On Wednesday it was cattle being judged while Thursday morning saw horses in the spotlight. In the afternoon the goats had everyone's attention at the fairground's 'cattle ring'.
The event was a special one for the Pritchett family of Puslinch. Having acquired a handful of boer goats in the springtime, this was their first official competition. The boer breed was developed in South Africa in the early 1900s for its meat production, but it also produces milk as well.
The Pritchett family moved to Ontario from Newfoundland and hadn't been involved with 4-H long enough to join and show through a local club, so they went another route.
“(The kids) really wanted to show,” said Janet Pritchett, mother of the children who were presenting the goats. “We looked around and people said the Norfolk Fair was amazing.”
“The kids are excited,” she added. “They're a little bit nervous – and it's a little bit stressful but everyone here seems to be nice. Sometimes you go somewhere and people are kind of mean, but the competitors are just like 'good luck, way to go' which is great, especially having the kids here, it's not having a negative impact on them.”
Boer goats are scored on a plethora of criteria, the amount of meat on the body is the most significant.
“They're going to be looking at the meat on them, not the fat,” said Pritchett.
“(Also) how they're growing for their age, their teeth, their eyes, how healthy they are.”
In the days and weeks leading up to a show, owners must ensure a goat's hooves are as clean as possible.
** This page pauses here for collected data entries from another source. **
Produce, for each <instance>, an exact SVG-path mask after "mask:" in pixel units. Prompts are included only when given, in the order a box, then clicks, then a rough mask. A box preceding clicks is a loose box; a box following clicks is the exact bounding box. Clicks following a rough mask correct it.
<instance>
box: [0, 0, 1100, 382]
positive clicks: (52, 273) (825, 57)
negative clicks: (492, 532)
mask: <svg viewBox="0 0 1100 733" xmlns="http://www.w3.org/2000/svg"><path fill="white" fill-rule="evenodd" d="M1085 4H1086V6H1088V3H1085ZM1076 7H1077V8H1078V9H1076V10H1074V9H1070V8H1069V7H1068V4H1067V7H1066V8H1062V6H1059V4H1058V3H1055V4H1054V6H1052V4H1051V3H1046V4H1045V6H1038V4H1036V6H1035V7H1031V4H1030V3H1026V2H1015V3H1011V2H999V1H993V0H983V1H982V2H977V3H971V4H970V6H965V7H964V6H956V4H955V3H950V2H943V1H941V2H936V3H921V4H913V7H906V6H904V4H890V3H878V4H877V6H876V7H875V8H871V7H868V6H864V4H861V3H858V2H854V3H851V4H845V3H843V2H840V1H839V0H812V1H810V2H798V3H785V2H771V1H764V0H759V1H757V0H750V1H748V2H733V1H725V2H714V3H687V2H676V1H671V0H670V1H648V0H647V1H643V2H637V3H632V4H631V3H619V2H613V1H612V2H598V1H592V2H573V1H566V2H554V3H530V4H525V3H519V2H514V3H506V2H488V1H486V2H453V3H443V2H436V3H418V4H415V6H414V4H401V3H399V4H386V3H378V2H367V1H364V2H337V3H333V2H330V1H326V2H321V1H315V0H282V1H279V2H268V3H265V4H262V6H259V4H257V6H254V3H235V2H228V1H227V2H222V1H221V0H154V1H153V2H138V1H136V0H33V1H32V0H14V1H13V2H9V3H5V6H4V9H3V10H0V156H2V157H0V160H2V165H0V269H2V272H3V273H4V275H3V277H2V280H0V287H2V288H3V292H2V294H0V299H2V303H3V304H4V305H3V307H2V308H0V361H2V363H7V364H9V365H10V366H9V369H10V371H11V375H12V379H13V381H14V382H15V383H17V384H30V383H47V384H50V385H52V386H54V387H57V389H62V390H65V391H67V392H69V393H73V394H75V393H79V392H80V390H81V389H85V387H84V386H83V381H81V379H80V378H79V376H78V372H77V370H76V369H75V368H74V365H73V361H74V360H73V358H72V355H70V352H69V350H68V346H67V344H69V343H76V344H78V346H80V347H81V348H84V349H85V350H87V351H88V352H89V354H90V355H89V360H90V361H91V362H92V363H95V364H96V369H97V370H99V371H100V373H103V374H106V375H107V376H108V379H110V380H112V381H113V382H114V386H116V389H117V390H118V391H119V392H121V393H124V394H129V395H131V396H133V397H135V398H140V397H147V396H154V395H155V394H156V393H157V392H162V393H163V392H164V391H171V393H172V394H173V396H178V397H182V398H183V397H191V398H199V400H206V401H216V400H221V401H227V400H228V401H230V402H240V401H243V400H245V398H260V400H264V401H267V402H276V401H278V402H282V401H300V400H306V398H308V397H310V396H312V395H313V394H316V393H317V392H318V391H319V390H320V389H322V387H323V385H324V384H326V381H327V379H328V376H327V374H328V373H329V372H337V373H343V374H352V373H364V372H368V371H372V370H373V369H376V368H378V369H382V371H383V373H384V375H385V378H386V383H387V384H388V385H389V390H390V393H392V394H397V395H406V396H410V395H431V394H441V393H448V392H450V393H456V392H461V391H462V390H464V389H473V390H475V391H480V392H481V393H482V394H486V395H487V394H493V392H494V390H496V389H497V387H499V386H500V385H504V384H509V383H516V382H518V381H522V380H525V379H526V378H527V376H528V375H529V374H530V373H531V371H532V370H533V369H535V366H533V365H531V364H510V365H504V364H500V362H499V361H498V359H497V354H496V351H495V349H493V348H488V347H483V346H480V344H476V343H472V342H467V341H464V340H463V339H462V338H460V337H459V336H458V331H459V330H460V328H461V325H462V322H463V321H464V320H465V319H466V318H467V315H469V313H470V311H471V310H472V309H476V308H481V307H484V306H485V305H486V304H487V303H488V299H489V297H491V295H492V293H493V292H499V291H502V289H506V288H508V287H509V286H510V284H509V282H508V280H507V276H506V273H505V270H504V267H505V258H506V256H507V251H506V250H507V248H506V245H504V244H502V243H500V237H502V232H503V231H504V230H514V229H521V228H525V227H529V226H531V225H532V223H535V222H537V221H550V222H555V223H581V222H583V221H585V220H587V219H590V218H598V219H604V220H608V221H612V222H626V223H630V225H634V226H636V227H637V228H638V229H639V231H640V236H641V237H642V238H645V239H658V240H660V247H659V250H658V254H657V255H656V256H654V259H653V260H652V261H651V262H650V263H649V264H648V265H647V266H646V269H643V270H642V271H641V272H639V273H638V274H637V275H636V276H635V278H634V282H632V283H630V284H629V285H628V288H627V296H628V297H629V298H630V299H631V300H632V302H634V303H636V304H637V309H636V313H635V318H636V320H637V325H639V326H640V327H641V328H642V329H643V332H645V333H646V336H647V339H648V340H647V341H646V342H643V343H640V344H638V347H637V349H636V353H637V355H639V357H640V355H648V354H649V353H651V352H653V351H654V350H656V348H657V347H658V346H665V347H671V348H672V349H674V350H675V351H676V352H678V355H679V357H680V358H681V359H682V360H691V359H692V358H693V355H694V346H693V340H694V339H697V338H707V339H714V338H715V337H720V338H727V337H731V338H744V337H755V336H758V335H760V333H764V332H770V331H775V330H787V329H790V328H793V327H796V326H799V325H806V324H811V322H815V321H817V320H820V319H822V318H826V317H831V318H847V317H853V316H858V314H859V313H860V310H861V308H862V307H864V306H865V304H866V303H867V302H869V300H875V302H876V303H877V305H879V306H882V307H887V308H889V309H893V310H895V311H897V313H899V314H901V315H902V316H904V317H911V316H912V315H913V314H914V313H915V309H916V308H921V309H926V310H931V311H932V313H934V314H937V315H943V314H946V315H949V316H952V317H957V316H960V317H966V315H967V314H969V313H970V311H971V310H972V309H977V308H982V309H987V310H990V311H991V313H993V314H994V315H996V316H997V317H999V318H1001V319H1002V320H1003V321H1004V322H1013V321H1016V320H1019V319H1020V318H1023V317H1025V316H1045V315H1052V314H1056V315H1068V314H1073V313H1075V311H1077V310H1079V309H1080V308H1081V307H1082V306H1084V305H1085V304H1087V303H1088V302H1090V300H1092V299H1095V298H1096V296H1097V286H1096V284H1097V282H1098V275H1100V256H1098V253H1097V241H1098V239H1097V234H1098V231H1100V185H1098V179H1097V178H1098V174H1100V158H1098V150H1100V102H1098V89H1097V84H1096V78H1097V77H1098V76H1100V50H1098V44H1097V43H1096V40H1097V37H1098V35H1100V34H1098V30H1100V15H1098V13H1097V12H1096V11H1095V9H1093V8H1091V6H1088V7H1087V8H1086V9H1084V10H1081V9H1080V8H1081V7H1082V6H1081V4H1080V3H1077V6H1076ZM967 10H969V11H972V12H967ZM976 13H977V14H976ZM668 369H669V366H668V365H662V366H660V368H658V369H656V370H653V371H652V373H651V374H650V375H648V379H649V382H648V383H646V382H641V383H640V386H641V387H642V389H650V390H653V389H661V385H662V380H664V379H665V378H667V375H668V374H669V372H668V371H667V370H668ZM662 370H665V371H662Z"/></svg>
Should one develop a disease they'll begin limping which leads to inactivity and an increased risk of putting on more fat than meat, Pritchett said.
“So (the judges are) going to be looking at their rumps and the major cuts - they want to see a straight back and a nice, long neck,” she explained. “They like nice long ears, I'm not sure why I still haven't figured that out.”
As the competition approaches, the goats are washed head to toe while some even get sandpaper applied to their horns for a smoother finish.
A couple of the Pritchett goats are already showing signs of a winter coat and while some breeders would opt for a trim that wasn't an option for the family.
“We have a shelter for them so we can't clip them because they'll freeze,” Pritchett said.
“Most people would just clip them because it's probably not going to show so great, but we're not going to because we're not going to risk their health in the long term.”
Ten-year-old Walter Pritchett said owning the animals has been like having dogs around – they lounge around the family's property and often follow them on hikes from pen to pen without guidance.
The youngsters aren't shy about showing their affection for the animals and that fondness goes both ways.
Said Walter, “The one thing I think that's interesting is they're friendly.”